Friday, June 21, 2013

Book 64: Fire

I had been pushing off reading this book because as much as I enjoyed Graceling, the first novel in this trilogy, I had heard less than positive things about Fire.  The great thing about this trilogy, however, is the fact that the novels are more companion novels than a straight up trilogy so I didn't need to read this to see where the story went due to any unresolved questions.  I was happy with where Katsa was at the end of Graceling, and this novel does nothing to mess with that.  In fact, while it is the second one written and published, it actually takes place prior to Graceling, in a realm that is mentioned in passing in Graceling as mysterious and unknown.  The novel provides a bit more context for a character from Graceling but it isn't necessary - I think Cashore mostly added it for the readers to enjoy the connection between her two novels, not because she necessarily felt that this person needed more exploration.
On the one hand, I was very interested in this world, and the kingdom that is still dealing with the aftermath of a corrupt ruler.  While the old king is dead, there has not been enough time to heal all wounds that he has caused, and the new king, Nash, faces threats from outside kingdoms and internal forces.  Cashore also introduces "monsters," which are basically mutations of existing species that display incredible colors, produce a pheromone (I don't think it was quite explained that way but that's how it makes sense to me) that make them attractive to other creatures and even have the ability to exert a certain amount of mind control on non-monsters.  Some of these animals are incredibly vicious and threatening while others are kept as pets and luxury items.  Fire is the last known human monster, her deceased father being the corrupting influence that caused the previous king to lead his people into a precarious position.  Given her father's actions, Fire is incredibly afraid to use her powers, even when they could be of use, and refuses to use her mind to influence others unless absolutely necessary, such as under threat of death.
Unfortunately, Fire is the weak part of the novel.  I actually understand Cashore's decision to have a different type of heroine than Katsa, and portray someone whose power is less physical, and more due to her caring and emotions, but I think she went to the extreme with Fire.  Additionally, talking about Fire's beauty and the attraction men feel for her, sometimes attempting to act on it forcefully, could all lead to discussions about rape culture and issues regular women face every day in a much less obvious or intense manner.  However, I feel like the novel went too far in this focus, and Fire's seeming passivity got annoying.  I also got tired of hearing about her beauty, and how men and monsters were constantly in pursuit of her, especially the parts about how it was worse when she was on her period.  Once again, I think there are parallels to be drawn to modern day, such as Fire feeling like she has to cover herself up to avoid unwanted attentions rather than expecting men (and animals) to control themselves).  I would also say this novel was slightly more focused on the love story aspect, and while I could see the appeal of Brigan, Fire's love interest, but their attraction wasn't as convincingly developed as in the case of Katsa and Po.

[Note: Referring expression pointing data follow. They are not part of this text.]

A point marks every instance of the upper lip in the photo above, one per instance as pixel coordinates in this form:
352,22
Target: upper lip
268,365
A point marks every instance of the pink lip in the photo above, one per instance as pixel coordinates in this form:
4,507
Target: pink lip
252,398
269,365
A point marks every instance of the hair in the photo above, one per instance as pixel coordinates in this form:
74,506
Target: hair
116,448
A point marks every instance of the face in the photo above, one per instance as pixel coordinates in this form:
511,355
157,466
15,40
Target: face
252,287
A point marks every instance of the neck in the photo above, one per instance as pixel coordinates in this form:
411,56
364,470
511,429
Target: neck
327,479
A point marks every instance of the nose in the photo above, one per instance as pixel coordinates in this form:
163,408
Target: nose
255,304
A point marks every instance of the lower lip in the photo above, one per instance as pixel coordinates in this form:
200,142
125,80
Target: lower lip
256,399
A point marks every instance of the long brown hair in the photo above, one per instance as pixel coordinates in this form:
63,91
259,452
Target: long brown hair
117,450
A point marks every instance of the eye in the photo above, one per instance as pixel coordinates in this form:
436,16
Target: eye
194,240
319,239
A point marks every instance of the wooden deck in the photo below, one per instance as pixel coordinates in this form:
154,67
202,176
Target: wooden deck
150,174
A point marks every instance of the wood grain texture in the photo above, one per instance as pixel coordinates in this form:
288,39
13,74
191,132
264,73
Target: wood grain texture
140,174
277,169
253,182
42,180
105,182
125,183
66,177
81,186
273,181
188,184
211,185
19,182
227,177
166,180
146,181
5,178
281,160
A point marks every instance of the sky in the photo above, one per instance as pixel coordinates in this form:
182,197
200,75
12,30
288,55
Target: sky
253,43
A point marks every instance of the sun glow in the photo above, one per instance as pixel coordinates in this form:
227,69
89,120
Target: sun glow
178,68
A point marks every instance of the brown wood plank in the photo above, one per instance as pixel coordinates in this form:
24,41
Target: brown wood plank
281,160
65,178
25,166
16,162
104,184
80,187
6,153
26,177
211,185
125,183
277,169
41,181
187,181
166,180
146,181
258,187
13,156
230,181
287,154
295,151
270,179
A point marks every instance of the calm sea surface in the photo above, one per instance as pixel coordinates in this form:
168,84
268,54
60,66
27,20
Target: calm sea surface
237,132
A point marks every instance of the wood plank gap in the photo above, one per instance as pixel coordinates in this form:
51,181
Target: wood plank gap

Still, the story is good, and while Fire is often annoying, even she has her moments.  It just seems to take her forever to realize certain things about herself, and the thing that haunts her was obvious from two or three chapters in.  I also enjoy that Cashore tries to show different attitudes about sex in her novels, showing that it doesn't have to only be inside marriage, that things can be complicated, even giving Fire a sexual past and history before meeting Brigan.  I did get annoyed with everyone's obsession with Fire (which is part of the plot due to her being a monster), and the focus on sex in that perspective but I can also see where it could be used as a conversation starter and parallel to current attitudes about women and sex.  Overall, I would say this is closer to 2.5 for me than 3, but I rounded up because of the strength of the plotting and because Graceling was so good.